Going through boxes, I found two tiny Christmas cards my mom sent to her mother and father from Japan in 1956. Her note inside is in beautiful penmanship. It tells me a lot about her desire to share and her love for her parents. She was living on Tachikawa Air Force Base where my dad was stationed. They had four children. I was the oldest. We traveled by ship to get there, plane to return to the states.
In the note she explains why she has chosen a yellow tie for her dad. My grandfather became a magician when he could no longer cotton farm in West Texas. My grandmother accompanied him to the many schools and civic organizations. Once, as a little girl, visiting from Kansas, I was his assistant.

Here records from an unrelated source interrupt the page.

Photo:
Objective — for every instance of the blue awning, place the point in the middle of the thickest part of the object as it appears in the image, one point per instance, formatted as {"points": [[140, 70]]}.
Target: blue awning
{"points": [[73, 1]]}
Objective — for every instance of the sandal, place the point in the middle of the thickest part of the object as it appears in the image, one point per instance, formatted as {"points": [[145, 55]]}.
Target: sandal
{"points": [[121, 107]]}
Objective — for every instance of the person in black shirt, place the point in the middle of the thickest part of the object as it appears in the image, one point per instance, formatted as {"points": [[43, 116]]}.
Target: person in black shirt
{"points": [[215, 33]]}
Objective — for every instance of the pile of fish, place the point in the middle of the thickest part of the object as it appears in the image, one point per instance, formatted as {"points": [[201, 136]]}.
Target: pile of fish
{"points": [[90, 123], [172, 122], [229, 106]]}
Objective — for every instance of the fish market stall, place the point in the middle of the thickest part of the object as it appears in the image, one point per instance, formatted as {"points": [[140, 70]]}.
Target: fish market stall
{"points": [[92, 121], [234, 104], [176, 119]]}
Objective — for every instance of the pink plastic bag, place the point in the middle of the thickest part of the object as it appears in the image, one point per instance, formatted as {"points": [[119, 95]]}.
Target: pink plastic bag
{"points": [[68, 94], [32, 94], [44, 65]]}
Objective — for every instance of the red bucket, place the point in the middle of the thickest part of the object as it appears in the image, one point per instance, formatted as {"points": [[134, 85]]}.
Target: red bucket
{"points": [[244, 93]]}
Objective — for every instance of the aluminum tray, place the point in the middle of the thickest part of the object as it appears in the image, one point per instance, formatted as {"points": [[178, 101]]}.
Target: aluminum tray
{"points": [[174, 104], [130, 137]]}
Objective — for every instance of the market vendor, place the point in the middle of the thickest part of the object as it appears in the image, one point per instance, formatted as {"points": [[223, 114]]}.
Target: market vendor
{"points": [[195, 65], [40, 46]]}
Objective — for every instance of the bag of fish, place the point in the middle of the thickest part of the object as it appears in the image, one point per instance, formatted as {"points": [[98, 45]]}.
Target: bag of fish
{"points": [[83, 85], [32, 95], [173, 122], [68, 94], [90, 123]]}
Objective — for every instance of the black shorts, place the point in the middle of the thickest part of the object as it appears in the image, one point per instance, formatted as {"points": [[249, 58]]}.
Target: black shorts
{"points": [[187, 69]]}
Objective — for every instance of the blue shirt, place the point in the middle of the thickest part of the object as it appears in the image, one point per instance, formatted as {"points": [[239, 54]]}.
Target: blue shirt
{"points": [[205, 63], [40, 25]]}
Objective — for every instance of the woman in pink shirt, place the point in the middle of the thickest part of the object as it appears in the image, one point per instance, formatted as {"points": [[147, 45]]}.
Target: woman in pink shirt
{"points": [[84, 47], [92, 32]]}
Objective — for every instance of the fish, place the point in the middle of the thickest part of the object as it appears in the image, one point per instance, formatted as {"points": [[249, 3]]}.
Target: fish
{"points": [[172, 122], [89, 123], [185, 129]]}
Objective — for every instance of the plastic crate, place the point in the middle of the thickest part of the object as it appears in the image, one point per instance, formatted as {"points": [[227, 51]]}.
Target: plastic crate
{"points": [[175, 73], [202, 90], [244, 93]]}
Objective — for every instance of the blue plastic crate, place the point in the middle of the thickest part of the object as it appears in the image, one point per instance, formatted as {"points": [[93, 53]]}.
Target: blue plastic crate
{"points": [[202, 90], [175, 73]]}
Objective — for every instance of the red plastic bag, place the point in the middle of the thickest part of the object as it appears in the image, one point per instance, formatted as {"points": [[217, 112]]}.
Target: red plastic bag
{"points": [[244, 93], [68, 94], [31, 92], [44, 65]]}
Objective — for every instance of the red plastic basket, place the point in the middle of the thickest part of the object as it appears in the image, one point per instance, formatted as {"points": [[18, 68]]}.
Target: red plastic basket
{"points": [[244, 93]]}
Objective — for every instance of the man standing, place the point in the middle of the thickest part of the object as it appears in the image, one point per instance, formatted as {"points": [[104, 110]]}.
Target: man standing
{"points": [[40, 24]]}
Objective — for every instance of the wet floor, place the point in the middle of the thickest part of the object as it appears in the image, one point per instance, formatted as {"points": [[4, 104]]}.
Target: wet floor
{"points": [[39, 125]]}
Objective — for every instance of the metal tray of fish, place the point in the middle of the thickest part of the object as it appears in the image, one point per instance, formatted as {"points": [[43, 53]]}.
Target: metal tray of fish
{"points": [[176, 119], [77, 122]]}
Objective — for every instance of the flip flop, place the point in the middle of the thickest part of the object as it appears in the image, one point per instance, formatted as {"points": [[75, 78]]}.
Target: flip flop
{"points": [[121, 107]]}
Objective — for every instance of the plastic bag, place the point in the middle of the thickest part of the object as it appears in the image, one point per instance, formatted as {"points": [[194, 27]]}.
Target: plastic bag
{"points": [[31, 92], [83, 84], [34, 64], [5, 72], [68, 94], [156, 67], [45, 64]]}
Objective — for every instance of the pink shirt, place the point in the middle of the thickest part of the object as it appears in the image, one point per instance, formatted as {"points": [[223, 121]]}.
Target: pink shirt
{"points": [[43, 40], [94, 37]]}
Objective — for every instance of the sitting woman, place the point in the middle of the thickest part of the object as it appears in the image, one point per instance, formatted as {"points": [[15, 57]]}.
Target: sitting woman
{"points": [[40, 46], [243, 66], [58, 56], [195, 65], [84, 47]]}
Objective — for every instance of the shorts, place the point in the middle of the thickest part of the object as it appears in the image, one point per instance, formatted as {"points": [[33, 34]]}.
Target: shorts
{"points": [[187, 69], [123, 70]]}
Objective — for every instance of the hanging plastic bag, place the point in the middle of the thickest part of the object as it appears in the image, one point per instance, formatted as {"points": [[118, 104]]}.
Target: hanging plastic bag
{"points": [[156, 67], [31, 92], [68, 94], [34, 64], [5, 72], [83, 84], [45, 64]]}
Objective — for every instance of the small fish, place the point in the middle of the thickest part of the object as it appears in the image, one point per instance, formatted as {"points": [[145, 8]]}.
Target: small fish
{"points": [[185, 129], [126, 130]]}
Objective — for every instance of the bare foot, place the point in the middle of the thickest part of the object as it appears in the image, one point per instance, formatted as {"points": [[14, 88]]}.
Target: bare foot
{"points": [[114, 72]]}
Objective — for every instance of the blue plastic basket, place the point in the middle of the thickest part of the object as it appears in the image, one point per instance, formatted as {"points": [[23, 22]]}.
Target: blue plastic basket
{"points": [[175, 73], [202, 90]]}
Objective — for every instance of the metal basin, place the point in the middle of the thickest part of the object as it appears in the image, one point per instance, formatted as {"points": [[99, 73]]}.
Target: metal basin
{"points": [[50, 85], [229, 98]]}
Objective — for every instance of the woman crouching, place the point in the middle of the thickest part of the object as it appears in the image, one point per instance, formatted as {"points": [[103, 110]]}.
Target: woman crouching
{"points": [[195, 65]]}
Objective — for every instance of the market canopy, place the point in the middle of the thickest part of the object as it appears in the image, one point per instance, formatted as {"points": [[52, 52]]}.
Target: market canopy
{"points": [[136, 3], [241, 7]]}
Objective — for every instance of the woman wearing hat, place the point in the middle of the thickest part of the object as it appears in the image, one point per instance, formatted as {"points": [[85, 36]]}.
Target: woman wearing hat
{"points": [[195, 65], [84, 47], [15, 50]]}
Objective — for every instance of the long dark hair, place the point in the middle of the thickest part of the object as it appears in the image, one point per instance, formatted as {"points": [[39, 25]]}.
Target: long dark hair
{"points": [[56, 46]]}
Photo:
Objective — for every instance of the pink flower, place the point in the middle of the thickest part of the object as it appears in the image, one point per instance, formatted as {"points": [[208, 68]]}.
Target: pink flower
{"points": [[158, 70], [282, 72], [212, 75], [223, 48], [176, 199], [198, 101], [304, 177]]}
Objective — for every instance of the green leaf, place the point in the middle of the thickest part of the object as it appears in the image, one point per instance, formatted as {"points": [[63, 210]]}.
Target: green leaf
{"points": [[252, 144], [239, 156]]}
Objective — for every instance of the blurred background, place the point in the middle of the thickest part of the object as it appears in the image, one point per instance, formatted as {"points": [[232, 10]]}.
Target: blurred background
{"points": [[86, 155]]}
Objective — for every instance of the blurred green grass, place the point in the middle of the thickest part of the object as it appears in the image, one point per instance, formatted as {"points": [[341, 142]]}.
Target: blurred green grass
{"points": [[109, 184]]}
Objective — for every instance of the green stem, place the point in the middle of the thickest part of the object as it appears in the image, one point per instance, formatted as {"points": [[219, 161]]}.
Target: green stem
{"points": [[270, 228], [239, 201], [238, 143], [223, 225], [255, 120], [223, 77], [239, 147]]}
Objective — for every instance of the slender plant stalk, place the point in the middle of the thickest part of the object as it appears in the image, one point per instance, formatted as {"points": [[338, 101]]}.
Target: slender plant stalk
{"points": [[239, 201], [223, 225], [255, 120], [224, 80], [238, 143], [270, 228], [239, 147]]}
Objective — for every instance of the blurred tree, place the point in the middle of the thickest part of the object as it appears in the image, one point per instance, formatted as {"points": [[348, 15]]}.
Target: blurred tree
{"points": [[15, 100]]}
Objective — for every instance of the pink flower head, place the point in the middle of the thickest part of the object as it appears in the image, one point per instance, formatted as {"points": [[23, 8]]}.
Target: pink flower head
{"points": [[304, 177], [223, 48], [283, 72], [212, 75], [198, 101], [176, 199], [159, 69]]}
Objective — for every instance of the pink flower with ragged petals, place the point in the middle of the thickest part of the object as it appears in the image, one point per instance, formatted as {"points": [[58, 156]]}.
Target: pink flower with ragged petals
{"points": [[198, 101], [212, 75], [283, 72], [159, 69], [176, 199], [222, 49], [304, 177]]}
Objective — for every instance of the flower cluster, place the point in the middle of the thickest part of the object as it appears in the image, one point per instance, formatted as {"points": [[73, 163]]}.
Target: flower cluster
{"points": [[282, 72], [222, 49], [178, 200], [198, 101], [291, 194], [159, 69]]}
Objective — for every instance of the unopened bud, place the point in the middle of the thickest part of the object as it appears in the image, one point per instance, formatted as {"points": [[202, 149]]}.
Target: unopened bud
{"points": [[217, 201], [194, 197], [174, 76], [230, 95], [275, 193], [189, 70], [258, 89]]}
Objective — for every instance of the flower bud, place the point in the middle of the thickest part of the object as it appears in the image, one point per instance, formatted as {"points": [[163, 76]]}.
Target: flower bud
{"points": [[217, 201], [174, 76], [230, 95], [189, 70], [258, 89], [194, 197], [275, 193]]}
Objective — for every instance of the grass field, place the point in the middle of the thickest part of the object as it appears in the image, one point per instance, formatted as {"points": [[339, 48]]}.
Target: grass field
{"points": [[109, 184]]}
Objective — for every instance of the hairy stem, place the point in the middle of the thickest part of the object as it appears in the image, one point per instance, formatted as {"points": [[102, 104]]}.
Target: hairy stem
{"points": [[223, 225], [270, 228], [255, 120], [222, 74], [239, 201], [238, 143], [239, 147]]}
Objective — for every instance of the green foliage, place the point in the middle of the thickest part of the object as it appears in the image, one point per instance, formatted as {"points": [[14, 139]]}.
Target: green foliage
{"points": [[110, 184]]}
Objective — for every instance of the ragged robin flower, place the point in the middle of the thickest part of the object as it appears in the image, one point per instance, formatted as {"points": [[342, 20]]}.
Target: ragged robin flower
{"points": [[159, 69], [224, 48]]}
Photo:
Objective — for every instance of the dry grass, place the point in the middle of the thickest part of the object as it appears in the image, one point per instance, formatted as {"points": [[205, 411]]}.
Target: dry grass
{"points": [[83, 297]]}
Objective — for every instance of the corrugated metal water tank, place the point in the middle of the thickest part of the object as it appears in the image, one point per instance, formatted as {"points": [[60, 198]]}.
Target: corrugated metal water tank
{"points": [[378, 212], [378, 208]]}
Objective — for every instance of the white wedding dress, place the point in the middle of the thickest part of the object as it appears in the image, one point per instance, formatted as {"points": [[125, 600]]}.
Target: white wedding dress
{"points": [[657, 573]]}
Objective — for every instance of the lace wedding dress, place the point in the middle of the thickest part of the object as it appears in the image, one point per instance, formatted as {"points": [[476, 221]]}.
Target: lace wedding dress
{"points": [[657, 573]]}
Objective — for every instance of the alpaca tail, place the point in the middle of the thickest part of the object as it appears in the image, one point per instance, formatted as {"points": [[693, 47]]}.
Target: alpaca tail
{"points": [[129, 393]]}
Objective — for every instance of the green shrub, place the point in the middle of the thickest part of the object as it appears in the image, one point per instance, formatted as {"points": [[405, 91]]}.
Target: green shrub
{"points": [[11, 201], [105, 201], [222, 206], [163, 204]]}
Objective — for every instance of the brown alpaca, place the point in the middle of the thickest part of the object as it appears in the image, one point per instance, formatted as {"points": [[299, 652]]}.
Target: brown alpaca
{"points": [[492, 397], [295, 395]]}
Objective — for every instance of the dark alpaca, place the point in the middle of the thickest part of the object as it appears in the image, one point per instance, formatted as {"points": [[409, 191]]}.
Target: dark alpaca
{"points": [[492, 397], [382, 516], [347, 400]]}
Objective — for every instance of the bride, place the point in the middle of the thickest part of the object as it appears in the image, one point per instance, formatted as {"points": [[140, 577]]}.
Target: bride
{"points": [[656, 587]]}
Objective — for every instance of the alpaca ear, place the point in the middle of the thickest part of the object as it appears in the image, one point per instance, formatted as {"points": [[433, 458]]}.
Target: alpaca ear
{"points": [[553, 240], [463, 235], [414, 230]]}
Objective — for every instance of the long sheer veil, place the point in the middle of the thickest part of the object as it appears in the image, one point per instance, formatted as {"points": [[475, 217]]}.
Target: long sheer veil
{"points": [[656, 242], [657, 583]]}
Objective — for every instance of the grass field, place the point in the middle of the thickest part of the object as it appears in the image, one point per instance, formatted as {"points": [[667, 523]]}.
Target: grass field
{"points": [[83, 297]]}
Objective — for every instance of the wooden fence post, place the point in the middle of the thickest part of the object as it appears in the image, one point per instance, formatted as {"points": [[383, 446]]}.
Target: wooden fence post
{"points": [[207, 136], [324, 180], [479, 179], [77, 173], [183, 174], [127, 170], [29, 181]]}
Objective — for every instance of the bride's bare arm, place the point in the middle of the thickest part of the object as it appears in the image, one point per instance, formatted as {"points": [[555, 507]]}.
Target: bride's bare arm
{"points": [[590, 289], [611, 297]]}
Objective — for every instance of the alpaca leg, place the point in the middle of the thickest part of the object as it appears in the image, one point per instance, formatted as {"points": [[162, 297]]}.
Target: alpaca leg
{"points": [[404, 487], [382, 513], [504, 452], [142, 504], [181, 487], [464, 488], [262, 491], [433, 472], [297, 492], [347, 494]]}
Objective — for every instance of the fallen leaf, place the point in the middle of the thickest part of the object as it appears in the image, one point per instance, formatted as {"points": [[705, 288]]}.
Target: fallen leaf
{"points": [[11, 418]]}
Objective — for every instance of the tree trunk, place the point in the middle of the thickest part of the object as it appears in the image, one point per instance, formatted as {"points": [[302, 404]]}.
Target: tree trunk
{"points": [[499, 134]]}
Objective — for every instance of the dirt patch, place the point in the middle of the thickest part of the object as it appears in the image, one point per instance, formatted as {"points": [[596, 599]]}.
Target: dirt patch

"Dear Daddy, we picked this tie because we thought you could maybe use it in your magic costume someway. A magician is usually in black and the yellow tie would show up on the stage and a touch of the Orient is always mystifying."
In the note to her mother she explains why she chose the carved ivory earrings and cameo.
"Dear Mother, we chose Ivory for you again because it is different and to me it means excitement and adventure. The earrings are carved so delicately by hand, and the cameo too."
Knowing what to rescue of your parent's possessions when they are gone is important. My mother knew to retrieve the small pieces of jewelry. After she was gone, I found them in the bottom of the hand carved wooden jewelry box she had also purchased in Japan. While there was not an excess of money in our family, my parents didn't know the value of fine things.
My biggest fear is that no one will be able to find my fine things. And they will end up at Calvins, an antique and junk store in Monticello. And, that no one will know the story. I have a lot of searching and writing to do.